Responding in a written parliamentary Q&A this week, basic education minister Angie Motshekga provided an update on how schools are being supported in this strategy.

One of the key strategies being used, Motshekga said, is leveraging existing STEM programmes at schools.

The department launched the Dinaledi Schools project in 2005, which was subsequently merged with the Mathematics, Science and Technology Conditional Grant following a review by the DBE in 2015.

The strategic goal of the MST Grant is to increase the number of learners taking mathematics, science and technology subjects, improve the success rates in the subjects, and improve teachers’ capabilities, the department said.

“The grant’s purpose is to provide support and resources to schools, teachers and learners in line with the Curriculum Assessment Policy Statements (CAPS) for the improvement of mathematics, science and technology teaching and learning at selected public schools,” Motshekga said.

Notably, the department’s recent push into new subjects like robotics and coding and vocational training has become a significant part of the project.

According to Motshekga, 485 schools have so far been supplied with subject-specific computer hardware and related software for CAPS tech subjects, including coding and robotics pilot schools.

There have also been 1,256 laboratories supplied with apparatus and consumables for mathematics, science and technology subjects, including coding and robotics kits, she said.

In terms of student support, the department noted that 50,000 learners in the country registered to participate in mathematics, science and technology olympiads/fairs/expos and other events, including support through learner camps and additional learning, teaching and support material such as study guides.

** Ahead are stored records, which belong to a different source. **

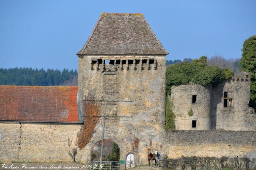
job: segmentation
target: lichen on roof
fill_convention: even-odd
[[[78,55],[168,54],[140,13],[102,13]]]

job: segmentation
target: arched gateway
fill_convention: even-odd
[[[146,158],[150,140],[160,145],[168,54],[142,14],[114,13],[101,14],[77,54],[78,98],[88,100],[93,91],[100,115],[106,116],[105,138],[118,145],[121,164],[129,153]],[[91,160],[91,149],[102,139],[103,120],[99,118],[83,149],[82,160]]]

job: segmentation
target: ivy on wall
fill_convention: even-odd
[[[88,144],[95,132],[94,129],[99,121],[101,107],[94,99],[94,93],[89,92],[83,103],[84,124],[78,133],[77,144],[80,149]]]
[[[175,115],[172,110],[172,104],[166,97],[165,105],[165,128],[166,130],[169,129],[175,129],[175,123],[174,119]]]
[[[195,59],[191,63],[184,62],[171,65],[166,70],[166,98],[170,96],[172,86],[187,84],[192,82],[202,86],[212,84],[216,86],[233,75],[233,71],[228,68],[221,69],[216,66],[208,66],[206,56]],[[169,100],[166,99],[165,124],[166,130],[175,129],[175,115],[172,107]]]

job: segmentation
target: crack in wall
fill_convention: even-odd
[[[21,125],[21,122],[20,122],[20,127],[19,128],[19,132],[20,132],[20,137],[19,137],[19,141],[18,142],[18,155],[17,156],[17,157],[18,158],[19,158],[19,156],[20,154],[20,149],[21,149],[21,135],[22,134],[22,130],[21,129],[21,128],[22,127],[22,125]]]

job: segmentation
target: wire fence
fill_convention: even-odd
[[[149,164],[147,159],[135,158],[133,162],[120,164],[117,161],[103,161],[102,166],[99,167],[100,161],[94,161],[97,164],[95,170],[256,170],[256,159],[246,157],[221,158],[209,157],[182,157],[177,159],[161,160],[159,164],[154,160]]]

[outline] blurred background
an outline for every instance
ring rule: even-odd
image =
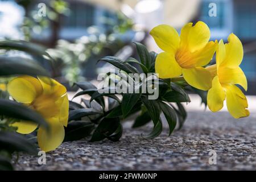
[[[137,56],[133,42],[159,52],[148,34],[154,26],[165,23],[180,31],[184,24],[200,20],[213,40],[226,42],[232,32],[240,38],[246,94],[256,94],[255,7],[254,0],[0,0],[0,40],[40,44],[55,60],[42,64],[72,89],[74,82],[95,79],[109,69],[96,64],[100,58]]]

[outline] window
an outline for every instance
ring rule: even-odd
[[[241,39],[256,39],[256,2],[235,1],[234,3],[234,32]]]
[[[209,16],[210,3],[214,3],[217,16]],[[205,22],[211,31],[212,39],[226,39],[233,31],[233,2],[232,0],[204,0],[201,5],[199,19]]]

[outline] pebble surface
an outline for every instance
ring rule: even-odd
[[[235,119],[226,111],[212,113],[189,110],[183,129],[152,140],[141,137],[152,126],[131,129],[123,123],[119,142],[90,143],[88,138],[64,143],[46,154],[46,164],[39,156],[20,155],[16,170],[255,170],[256,113]],[[216,164],[209,164],[209,152],[216,152]]]

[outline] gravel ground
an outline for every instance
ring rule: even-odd
[[[166,127],[152,140],[141,138],[151,126],[130,129],[124,123],[119,142],[89,143],[88,139],[64,143],[47,154],[46,165],[38,156],[22,155],[17,170],[255,170],[256,112],[233,119],[226,111],[212,113],[188,109],[180,131],[168,137]],[[217,164],[209,164],[209,152],[217,154]]]

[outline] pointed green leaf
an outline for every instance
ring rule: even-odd
[[[124,71],[127,73],[138,73],[138,71],[137,71],[134,67],[130,65],[129,64],[124,63],[123,61],[121,61],[118,58],[115,57],[106,56],[98,60],[98,61],[104,61],[109,63],[113,65],[115,67]]]
[[[141,98],[142,93],[125,93],[122,101],[122,113],[123,118],[126,117],[137,101]]]
[[[134,121],[133,128],[139,127],[145,125],[151,121],[151,118],[148,112],[144,112],[142,114],[139,115]]]
[[[150,70],[151,67],[151,58],[145,46],[138,42],[134,43],[137,48],[138,53],[141,59],[141,62]]]
[[[77,120],[90,115],[102,114],[101,111],[93,109],[79,109],[70,111],[68,121]]]
[[[0,56],[0,76],[17,75],[49,76],[49,73],[34,60],[20,57]]]
[[[90,142],[100,141],[107,136],[111,136],[119,126],[118,118],[104,118],[93,132]]]
[[[88,136],[95,126],[91,122],[76,121],[68,123],[65,128],[64,142],[75,141]]]
[[[143,96],[141,98],[153,121],[154,125],[156,125],[160,119],[160,108],[158,102],[156,100],[148,100],[147,96]]]

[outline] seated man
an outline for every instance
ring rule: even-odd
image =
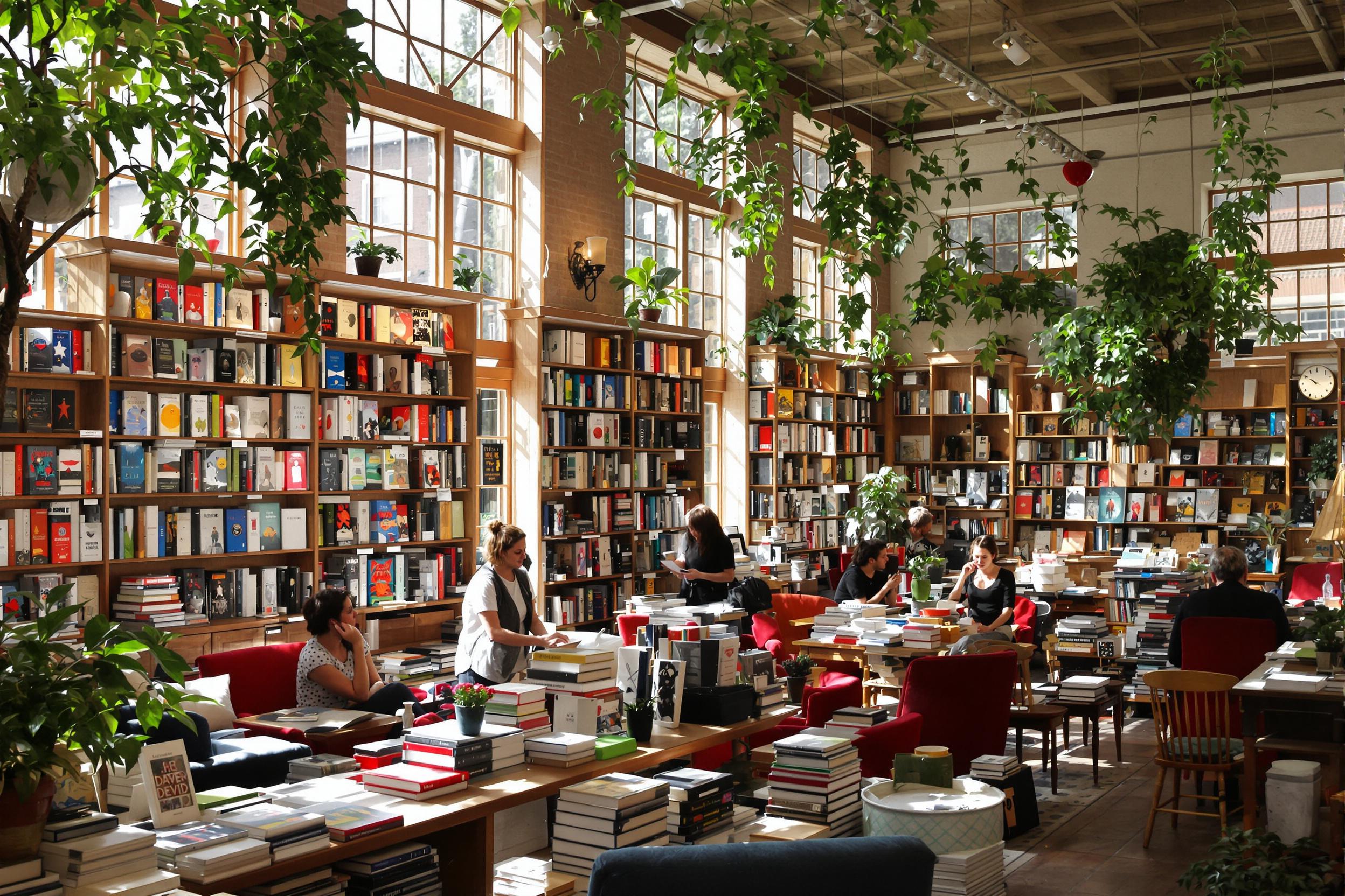
[[[1181,623],[1192,617],[1270,619],[1275,623],[1275,642],[1289,641],[1284,604],[1267,591],[1247,587],[1247,555],[1240,548],[1223,547],[1215,551],[1209,578],[1215,580],[1213,588],[1197,591],[1177,604],[1173,634],[1167,642],[1167,662],[1181,666]]]

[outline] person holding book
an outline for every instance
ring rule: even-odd
[[[865,603],[896,603],[900,576],[888,574],[888,545],[878,539],[865,539],[850,555],[850,566],[845,568],[837,583],[833,599],[863,600]]]
[[[686,512],[686,537],[677,559],[682,587],[678,596],[699,606],[729,599],[729,583],[737,578],[733,543],[724,535],[720,517],[703,504]]]
[[[463,634],[455,672],[460,684],[498,685],[527,665],[527,647],[557,647],[564,634],[549,634],[533,613],[527,578],[527,536],[494,520],[487,527],[486,563],[463,598]]]
[[[1181,623],[1193,617],[1270,619],[1275,623],[1275,643],[1284,643],[1293,637],[1280,599],[1268,591],[1247,587],[1247,555],[1241,548],[1216,548],[1209,562],[1209,578],[1215,582],[1213,588],[1196,591],[1177,604],[1167,639],[1167,662],[1181,668]]]
[[[995,564],[998,547],[989,535],[971,540],[971,559],[962,567],[952,600],[964,600],[971,611],[971,634],[952,645],[948,654],[967,653],[978,641],[1013,641],[1013,604],[1018,596],[1013,572]]]
[[[300,707],[359,709],[397,716],[402,704],[424,713],[412,689],[401,681],[383,684],[359,631],[350,595],[323,588],[304,602],[304,622],[312,637],[299,654],[295,695]]]

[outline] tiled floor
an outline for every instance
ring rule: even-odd
[[[1103,732],[1102,756],[1115,756],[1115,742],[1106,733],[1106,725]],[[1127,725],[1122,751],[1126,760],[1151,756],[1150,727],[1134,721]],[[1081,750],[1077,758],[1083,758]],[[1145,849],[1145,822],[1157,774],[1157,767],[1146,763],[1134,776],[1029,849],[1029,858],[1014,862],[1015,869],[1006,879],[1009,896],[1186,893],[1177,879],[1219,838],[1219,821],[1184,815],[1173,830],[1171,817],[1159,815],[1149,849]],[[1184,793],[1193,789],[1192,782],[1182,783]],[[1205,787],[1208,793],[1209,785]],[[1201,809],[1213,810],[1215,803],[1206,802]],[[1013,842],[1007,846],[1013,849]]]

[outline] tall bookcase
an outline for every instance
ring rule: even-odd
[[[378,355],[395,360],[404,357],[414,360],[417,356],[422,361],[438,361],[452,368],[453,391],[451,395],[410,395],[406,391],[389,391],[385,388],[370,390],[335,390],[328,388],[323,379],[323,357],[312,352],[297,355],[299,332],[301,322],[297,316],[288,325],[281,322],[278,332],[268,329],[265,324],[252,328],[242,326],[213,326],[206,322],[186,322],[182,318],[163,320],[157,314],[148,318],[136,317],[134,302],[128,314],[114,316],[112,308],[112,293],[117,289],[117,275],[143,278],[144,281],[159,279],[161,282],[176,281],[179,265],[176,250],[120,240],[112,238],[95,238],[65,243],[61,251],[66,259],[66,308],[62,310],[26,308],[20,313],[16,326],[19,328],[51,328],[81,330],[86,336],[82,339],[82,359],[86,369],[81,372],[20,372],[19,359],[12,357],[15,372],[11,375],[9,387],[17,390],[20,414],[24,408],[24,390],[66,391],[74,394],[74,426],[67,431],[32,433],[24,431],[26,420],[20,418],[16,424],[19,431],[12,431],[13,426],[0,431],[0,446],[7,450],[26,446],[52,445],[59,447],[74,447],[87,455],[83,469],[87,472],[87,484],[81,484],[79,494],[17,494],[0,498],[0,513],[13,517],[15,509],[50,508],[54,502],[63,504],[74,501],[77,517],[87,519],[90,524],[97,520],[98,540],[101,552],[93,559],[79,559],[70,563],[46,564],[13,564],[0,570],[0,582],[17,582],[20,576],[34,574],[59,574],[63,576],[82,576],[79,598],[86,604],[86,615],[94,613],[109,613],[114,595],[120,590],[120,582],[125,576],[164,575],[183,568],[200,568],[208,578],[213,572],[235,568],[261,570],[277,567],[289,570],[297,575],[311,575],[315,587],[323,582],[323,562],[332,553],[348,552],[364,557],[364,563],[377,559],[386,559],[391,555],[413,552],[426,548],[460,547],[464,555],[461,574],[471,575],[472,555],[471,521],[475,520],[476,505],[475,492],[471,488],[476,481],[475,473],[475,363],[473,347],[476,334],[476,314],[479,298],[469,293],[398,283],[374,278],[362,278],[342,273],[324,273],[323,282],[316,285],[316,298],[323,300],[352,300],[355,302],[374,304],[397,309],[429,309],[451,324],[453,343],[451,348],[440,348],[413,344],[394,344],[377,341],[375,339],[343,340],[328,337],[323,340],[325,348],[339,348],[370,356]],[[182,282],[183,286],[196,287],[202,283],[215,283],[223,279],[222,265],[231,263],[242,269],[238,283],[241,289],[252,293],[264,287],[262,278],[256,270],[250,270],[243,259],[215,257],[214,265],[198,261],[191,271],[191,277]],[[281,279],[281,286],[285,285]],[[54,300],[48,300],[54,301]],[[117,309],[118,312],[121,309]],[[286,318],[292,309],[281,309],[280,317]],[[399,334],[401,341],[408,341],[408,334]],[[256,382],[198,382],[178,379],[178,373],[161,375],[130,375],[133,371],[124,368],[121,375],[113,376],[113,345],[124,341],[134,345],[155,347],[153,340],[183,340],[186,348],[192,348],[196,340],[233,339],[239,345],[254,347],[257,352],[273,353],[280,363],[288,364],[296,359],[295,369],[284,383],[256,383]],[[159,345],[167,345],[160,343]],[[26,347],[24,347],[26,348]],[[20,348],[20,351],[24,351]],[[152,348],[151,348],[152,353]],[[426,357],[428,356],[428,357]],[[125,359],[122,359],[125,360]],[[143,361],[144,359],[139,359]],[[164,359],[167,360],[167,359]],[[179,356],[176,360],[182,360]],[[153,363],[153,359],[149,359]],[[187,373],[183,373],[187,376]],[[247,379],[246,375],[238,379]],[[409,383],[402,388],[409,388]],[[161,424],[159,419],[152,419],[147,435],[125,433],[121,427],[124,415],[118,407],[125,407],[124,400],[128,392],[145,392],[151,396],[180,395],[182,404],[178,415],[182,419],[182,430],[178,435],[168,430],[156,429]],[[268,430],[265,435],[242,437],[238,433],[206,430],[195,433],[190,429],[190,399],[192,395],[218,395],[219,404],[238,403],[238,399],[257,399],[270,411]],[[385,438],[386,430],[374,433],[374,438],[367,443],[358,439],[328,438],[324,433],[325,420],[320,419],[323,412],[323,399],[334,396],[356,396],[377,404],[381,412],[391,415],[393,407],[416,406],[444,406],[461,408],[459,411],[463,424],[459,427],[460,438],[448,443],[430,443],[420,441],[416,434],[406,437]],[[286,403],[286,396],[301,399],[297,403]],[[256,404],[260,408],[262,404]],[[168,408],[168,419],[172,418],[172,402],[151,398],[149,412],[157,408]],[[307,420],[303,411],[307,408]],[[61,412],[58,410],[58,412]],[[157,418],[157,414],[155,414]],[[412,411],[414,419],[414,411]],[[276,435],[272,426],[284,426],[284,435]],[[184,434],[183,434],[184,433]],[[149,482],[145,482],[144,492],[121,488],[122,478],[118,462],[125,455],[124,446],[141,446],[155,451],[163,449],[180,449],[184,457],[191,451],[199,451],[199,458],[204,463],[207,458],[225,455],[230,465],[237,463],[242,457],[249,465],[257,459],[258,449],[274,451],[284,457],[285,451],[301,451],[301,470],[293,469],[297,477],[291,482],[272,482],[273,488],[264,488],[260,478],[253,488],[245,488],[246,480],[229,482],[223,490],[204,490],[204,488],[191,488],[187,477],[188,472],[182,470],[183,488],[176,492],[153,492]],[[425,486],[424,482],[408,472],[406,480],[397,480],[405,488],[389,489],[321,489],[320,457],[323,449],[364,447],[367,450],[382,450],[393,446],[405,446],[408,451],[408,465],[414,466],[420,461],[420,451],[426,447],[457,447],[461,449],[461,463],[464,465],[460,485],[445,484]],[[130,457],[139,449],[130,449]],[[215,454],[211,454],[215,453]],[[23,457],[20,454],[20,457]],[[161,454],[159,457],[163,457]],[[265,455],[262,455],[265,457]],[[289,455],[285,459],[295,461],[299,455]],[[82,458],[83,459],[83,458]],[[148,466],[148,465],[147,465]],[[186,466],[186,463],[183,465]],[[238,469],[233,466],[233,469]],[[265,467],[254,467],[260,477]],[[280,476],[288,478],[289,465],[278,465]],[[148,469],[147,469],[148,473]],[[157,473],[157,469],[156,472]],[[134,472],[125,482],[134,488]],[[235,474],[237,477],[237,474]],[[203,486],[204,480],[196,481]],[[23,485],[20,482],[20,485]],[[286,485],[289,488],[286,488]],[[26,490],[23,488],[16,490]],[[464,521],[461,532],[455,532],[455,537],[433,540],[401,540],[397,543],[367,543],[328,547],[320,544],[323,540],[323,508],[330,504],[348,505],[356,500],[387,500],[398,504],[416,498],[429,498],[429,502],[438,505],[440,501],[460,501],[460,514]],[[342,500],[348,498],[348,500]],[[192,509],[215,509],[223,513],[246,512],[249,508],[261,505],[278,505],[281,513],[285,510],[303,510],[307,531],[297,532],[292,528],[286,531],[286,541],[278,547],[254,551],[233,552],[200,552],[188,549],[198,547],[187,544],[175,549],[168,556],[145,556],[152,553],[148,548],[148,539],[153,537],[144,527],[145,520],[153,520],[149,508],[161,508],[164,514],[182,510],[191,513]],[[447,504],[452,506],[452,504]],[[117,519],[133,520],[126,524],[133,528],[132,545],[129,549],[116,549],[114,537],[125,537],[113,529]],[[226,517],[227,519],[227,517]],[[235,517],[237,519],[237,517]],[[75,520],[75,532],[81,528],[81,520]],[[274,533],[268,533],[274,535]],[[417,533],[410,533],[417,535]],[[202,537],[210,536],[204,532]],[[229,532],[222,540],[227,545]],[[268,537],[268,541],[270,539]],[[118,556],[122,555],[122,556]],[[405,567],[402,567],[405,568]],[[258,586],[262,580],[258,578]],[[86,587],[87,586],[87,587]],[[91,590],[91,592],[90,592]],[[284,587],[280,588],[284,594]],[[402,604],[395,602],[391,606],[359,606],[358,613],[369,622],[378,621],[379,647],[395,649],[399,646],[417,643],[421,641],[437,639],[441,622],[453,617],[453,609],[460,599],[445,598],[434,602],[420,602]],[[293,607],[291,607],[293,610]],[[207,614],[208,615],[208,614]],[[307,638],[301,617],[286,611],[280,606],[274,615],[243,615],[243,617],[214,617],[208,622],[188,625],[175,629],[179,637],[172,642],[174,647],[188,661],[195,661],[202,653],[214,653],[242,646],[260,643],[296,641]]]
[[[881,407],[869,368],[847,356],[815,352],[799,361],[777,345],[748,349],[752,543],[771,543],[776,562],[806,557],[818,572],[834,566],[853,488],[884,461]]]
[[[611,627],[635,592],[677,590],[705,473],[705,330],[585,312],[512,309],[515,508],[539,564],[538,613]],[[534,513],[537,516],[531,516]],[[539,547],[538,547],[539,545]]]

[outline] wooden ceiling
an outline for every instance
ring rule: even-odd
[[[705,0],[694,0],[686,15],[699,19],[707,8]],[[1068,110],[1190,91],[1200,75],[1196,59],[1233,27],[1250,34],[1241,47],[1245,83],[1340,71],[1342,8],[1345,0],[946,0],[931,40],[1020,105],[1037,91]],[[907,98],[920,95],[929,103],[925,129],[995,117],[995,110],[968,99],[966,89],[921,63],[878,69],[872,40],[858,24],[842,32],[846,48],[824,50],[819,70],[814,52],[820,43],[804,35],[815,11],[810,0],[756,4],[757,19],[769,20],[781,39],[795,43],[785,64],[810,87],[815,105],[827,103],[820,95],[827,93],[849,105],[845,114],[855,124],[870,113],[889,122],[900,117]],[[995,43],[1006,20],[1032,52],[1022,66],[1009,62]]]

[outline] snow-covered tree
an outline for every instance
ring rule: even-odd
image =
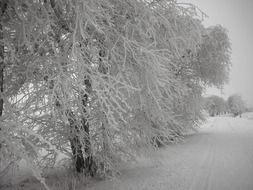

There have also been 1,500 teachers attending specific structured training and orientation in subject content and teaching methodologies on CAPS for electrical, civil and mechanical technology, technical mathematics, and technical sciences.

Over 1,000 teachers and subject advisors have attended targeted and structured training in teaching methodologies and subject content either for mathematics, physical, life, natural and agricultural sciences, technology, computer applications technology, information technology, agricultural management and technology subjects, it said.

The department plans to fully implement coding and robotics as new schools subject for Grade R-3 and 7 students in the 2023 academic year.

A pilot curriculum for these subjects was initially introduced at some schools in the third term of the 2021 academic year, it said. It plans to expand these tech-focused subjects to other grades in subsequent years.

The coding and robotics pilot for Grades 4-6 and for Grades 8 was planned for 2022 and will be followed by a Grade 9 pilot in 2023. The full-scale implementation for Grades 4-6 and Grade 8 is planned for 2024, and Grade 9 in 2025, the department said.

Skill shortage

While the department is boosting its support and training for these new technical subjects, experts in the education field have warned that the country is facing a shortage of skilled teachers, mainly because a large percentage of the current workforce is nearing retirement age.

The Department of Basic Education has previously responded to claims of a skills crisis in teaching, saying that the number of new teaching graduates is increasing every year.

“The number of initial teacher education graduates has grown over the last 10 years from an output of about 7,973 in 2010 to 31,799 in 2020,” it said.

The 25,000 graduates mark was reached in 2017, it said, adding that the current enrolment trends point to the upward trajectory in graduation numbers.

The output of graduates is favoured towards the Senior/Further Education and Training Phases (SP/FET) – partly because the two qualification pathways allow for SP/FET to qualify through both the Bachelor of Education (BEd) and Post Graduate Certificate in Education (PGCE) while Foundation Phase (FP) is largely limited to BEd pathway, the department said.

The average teacher attrition rate over is 15,200 a year – largely due to retirement but also because of resignations, ill health and death.

The teacher supply in terms of quantity is reasonably adequate, the department said, at least from the analysis of the situation in public education.